Ángel Fantuzzi Hernández (12 June 1940 – 6 December 2002) was a Chilean politician who served as a deputy. He also was an entrepreneur.

He was member of Audax Italiano, the Estadio Español and the Club Deportivo Lo Curro, among others.

==Biography==
He was born in Santiago on 12 June 1940, the son of Ángel Fantuzzi Facca and Emma Hernández. He married Margarita Fernández Socías. He was the father of three children.

He completed his early education at the Instituto Luis Campino, the Liceo José Victorino Lastarria, and the Instituto Superior de Comercio, where he qualified as an accountant in 1962.

He began working in 1954 in the family's small industrial business, which later became Aluminios y Enlozados Fantuzzi S.A. He served as workshop manager until 1958; in 1960, administrator and plant manager in Maipú; in 1964, head of rolling operations and from that year onward, in charge of administration and sales; he later became General Manager at the age of 33.

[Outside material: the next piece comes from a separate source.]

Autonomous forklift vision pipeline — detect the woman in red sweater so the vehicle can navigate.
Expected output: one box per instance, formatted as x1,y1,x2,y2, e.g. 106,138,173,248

He was also partner of the Empresa Constructora de Viviendas Económicas Fantuzzi Ltda., in charge of administration and sales between 1962 and 1966.

==Political career==
In 1980, he began participating in trade association activities within the Asociación de Industriales Metalúrgicos, which he presided over between 1981 and 1983. He led the campaign for the Defense of National Products and Chilean workers and promoted technical and vocational education, particularly at the Liceo Industrial Chileno Alemán.

He served as president of the Asociación de Industrias Metalúrgicas y Metalmecánicas (ASIMET) between 1982 and 1985. In 1985, he joined the Frente Nacional del Trabajo as founding member and served as its Secretary-General.

In 1987, he was founding member of National Renewal; during its formation period, he assumed the presidency of the districts of Santiago, Independencia and Recoleta. He also served as member of the party's Supreme Tribunal, First Vice President and member of its Political Commission. In the 1989 parliamentary elections, he was elected Deputy for District No. 20—comprising the communes of Estación Central, Cerrillos and Maipú in the Santiago Metropolitan Region—for the 1990–1994 term, obtaining 65,802 votes (30.15% of valid votes). In December 1993, he was re-elected for the 1994–1998 term, obtaining the highest district majority with 76,679 votes (35.05% of valid votes).

In December 1997, he ran for the Senate for the 7th Circumscription (Santiago Poniente), losing the election to Jovino Novoa of the Independent Democratic Union.

On 21 August 2000, President Ricardo Lagos appointed him as his representative before the Superior Council of the Universidad Tecnológica Metropolitana.

He died on 6 December 2002 at Fundo El Mirador, Frutillar.